I've been wondering lately why the kingdom of God belongs to children. Why Jesus mentioned more than once that we should be like them. Accordingly, I've observed my children to see what they do that I would do well to emulate. G plays indiscriminately with children. He doesn't care if they're boy, girl, age 10, age 2, fat, short, purple, plague-ridden. He just sees a kid and immediately knows he has a playmate. Rhys, I noticed, gives grins and giggles with reckless abandon. He enthusiastically shows his happy face when one of his immediate family members picks him up, comes over to play with him, or shows him a bowl of rice cereal. So here's what I wonder about childlike faith: Is it about not just believing God but maybe also believing in each other? Like, maybe we should see more of our likenesses than our differences. After all, we are all formed from the same matter, all began with a man from dust and a woman formed from his rib. So should we spend less time sizing up each other's differences (sand in another's eye versus plank in our own) and more time reaching out to each other with the grace we are able to give because it's been given freely to us?
Jim's sermon today was related to this, in a way. He focused on Jesus telling fishermen to cast their net into the deep water and the surprising (to the fishermen) result they got. Jim reckoned that every once in a while, we are required to cast our nets into deep water. He likened this to unhappy life experiences, especially ones we didn't see coming: divorce, sickness, and the like. I wonder what "deep water" means if we apply it to ministry in our day to day lives. Might casting our net into deep waters mean giving a ride to the lady at the library who's just going up the street to the Salvation Army? Might deep waters be helping the overweight person sitting in a motorized shoppiing cart take his bags to his car instead of trying not to stare at him and wonder how he let himself get big enough to need an oxygen mask?

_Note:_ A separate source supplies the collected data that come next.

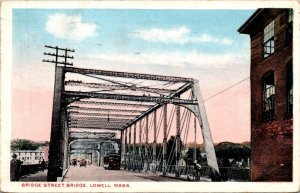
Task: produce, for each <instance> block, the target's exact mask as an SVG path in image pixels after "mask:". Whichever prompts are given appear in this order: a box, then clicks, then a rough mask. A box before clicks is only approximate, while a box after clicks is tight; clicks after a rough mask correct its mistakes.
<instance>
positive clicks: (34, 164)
mask: <svg viewBox="0 0 300 193" xmlns="http://www.w3.org/2000/svg"><path fill="white" fill-rule="evenodd" d="M46 166H47V165H46ZM44 169H45V168H44ZM42 170H43V167H42V165H41V164H29V165H22V166H21V176H25V175H28V174H34V173H37V172H39V171H42Z"/></svg>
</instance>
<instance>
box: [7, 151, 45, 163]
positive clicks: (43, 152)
mask: <svg viewBox="0 0 300 193" xmlns="http://www.w3.org/2000/svg"><path fill="white" fill-rule="evenodd" d="M48 151H49V146H41V147H39V148H38V149H37V150H15V151H13V152H11V156H12V154H14V153H15V154H16V155H17V156H18V157H17V158H18V159H19V160H20V161H22V164H23V165H29V164H39V163H41V161H42V160H43V159H44V160H45V161H48Z"/></svg>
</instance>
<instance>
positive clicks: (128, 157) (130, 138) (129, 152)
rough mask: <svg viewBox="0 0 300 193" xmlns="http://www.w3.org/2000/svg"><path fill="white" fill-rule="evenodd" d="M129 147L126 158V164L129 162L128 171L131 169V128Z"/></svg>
mask: <svg viewBox="0 0 300 193" xmlns="http://www.w3.org/2000/svg"><path fill="white" fill-rule="evenodd" d="M128 135H129V146H128V152H129V157H128V162H129V167H128V170H131V169H132V149H131V145H132V144H131V127H129V134H128Z"/></svg>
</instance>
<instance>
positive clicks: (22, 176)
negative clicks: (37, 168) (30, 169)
mask: <svg viewBox="0 0 300 193" xmlns="http://www.w3.org/2000/svg"><path fill="white" fill-rule="evenodd" d="M47 171H48V170H44V171H43V172H38V173H35V174H29V175H26V176H22V177H21V179H20V182H47Z"/></svg>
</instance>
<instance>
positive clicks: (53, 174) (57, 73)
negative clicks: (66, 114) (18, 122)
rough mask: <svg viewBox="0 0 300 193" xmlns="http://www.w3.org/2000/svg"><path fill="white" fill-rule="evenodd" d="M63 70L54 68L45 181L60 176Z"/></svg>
mask: <svg viewBox="0 0 300 193" xmlns="http://www.w3.org/2000/svg"><path fill="white" fill-rule="evenodd" d="M64 79H65V73H64V68H63V67H61V66H57V65H56V67H55V85H54V97H53V110H52V123H51V136H50V145H49V162H48V174H47V181H53V182H55V181H57V177H60V176H62V168H61V167H62V164H63V163H62V155H61V146H62V144H61V143H62V134H63V133H62V128H63V127H62V126H63V125H62V120H61V113H62V111H61V109H62V105H63V104H62V99H63V97H62V92H63V91H64Z"/></svg>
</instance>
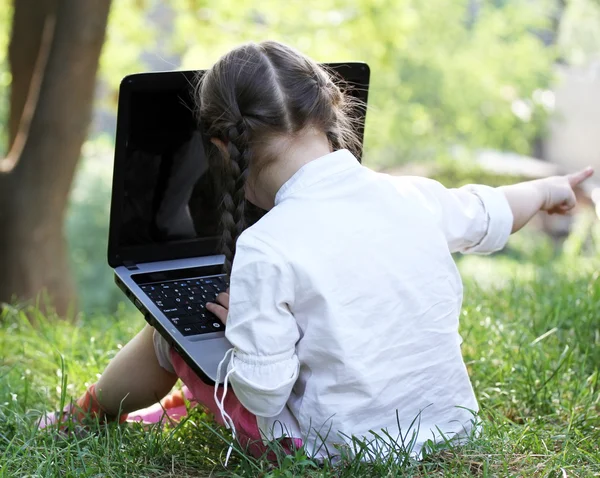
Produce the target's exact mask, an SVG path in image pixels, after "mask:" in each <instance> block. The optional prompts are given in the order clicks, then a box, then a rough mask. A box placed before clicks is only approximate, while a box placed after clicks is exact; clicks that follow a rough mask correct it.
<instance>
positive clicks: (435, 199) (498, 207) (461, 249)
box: [394, 177, 513, 254]
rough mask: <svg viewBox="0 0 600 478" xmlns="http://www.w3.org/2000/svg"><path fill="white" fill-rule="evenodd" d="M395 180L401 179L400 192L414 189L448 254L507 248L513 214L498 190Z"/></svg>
mask: <svg viewBox="0 0 600 478" xmlns="http://www.w3.org/2000/svg"><path fill="white" fill-rule="evenodd" d="M394 179H396V180H400V181H396V184H397V187H398V189H399V190H401V189H404V190H405V191H406V189H407V187H408V188H409V187H411V186H412V187H414V188H416V192H417V194H416V196H417V198H418V199H417V200H418V201H419V202H421V203H422V204H423V205H424V206H425V207H426V208H427V209H429V210H430V211H431V212H432V213H433V214H434V215H435V217H436V219H437V221H438V224H439V225H440V226H441V228H442V230H443V232H444V234H445V236H446V240H447V241H448V247H449V249H450V251H451V252H461V253H463V254H490V253H492V252H495V251H498V250H500V249H502V248H503V247H504V246H505V245H506V243H507V241H508V238H509V236H510V234H511V231H512V227H513V214H512V210H511V209H510V205H509V204H508V200H507V199H506V196H505V195H504V193H503V192H502V191H501V190H499V189H497V188H492V187H489V186H483V185H473V184H471V185H468V186H463V187H462V188H458V189H447V188H445V187H444V186H443V185H442V184H440V183H439V182H437V181H434V180H431V179H427V178H418V177H407V178H394Z"/></svg>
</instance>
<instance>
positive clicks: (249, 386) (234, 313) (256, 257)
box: [225, 234, 300, 417]
mask: <svg viewBox="0 0 600 478" xmlns="http://www.w3.org/2000/svg"><path fill="white" fill-rule="evenodd" d="M230 284H231V286H230V303H229V315H228V318H227V329H226V332H225V335H226V337H227V339H228V340H229V341H230V342H231V344H232V345H233V347H234V351H233V354H232V357H231V360H230V362H229V366H228V372H229V373H230V382H231V385H232V387H233V389H234V391H235V394H236V396H237V398H238V399H239V400H240V402H241V403H242V405H244V407H246V409H247V410H249V411H250V412H252V413H254V414H255V415H257V416H261V417H273V416H276V415H278V414H279V413H280V412H281V411H282V410H283V408H284V407H285V404H286V402H287V400H288V399H289V396H290V393H291V391H292V387H293V386H294V384H295V382H296V379H297V378H298V371H299V368H300V365H299V361H298V357H297V355H296V343H297V342H298V340H299V338H300V333H299V330H298V325H297V323H296V320H295V319H294V317H293V315H292V313H291V312H290V305H291V304H292V302H293V290H294V287H293V281H292V277H291V271H290V267H289V265H288V264H287V263H286V262H285V261H284V260H283V259H282V257H281V255H280V254H279V253H278V252H276V251H275V250H273V249H272V248H271V247H269V246H267V245H266V244H265V243H263V242H262V241H260V240H258V239H256V238H255V237H249V236H248V235H246V234H243V235H242V236H241V237H240V239H239V240H238V243H237V251H236V256H235V260H234V263H233V269H232V272H231V282H230Z"/></svg>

What I wonder is if maybe childlike faith and deep waters go hand in hand. Kids tend to see people, not guess at the situations they're in or how they got there. They tend to respond to an expressed need or desire with simple "yes" and "no" answers, rather than analyzing motivations and their own time schedules. Perhaps - once again it's taken me two paragraphs to get here - the Gospel message is simpler than we think. And if we could only get ourselves to think more simply, we'd see more of Jesus, not less.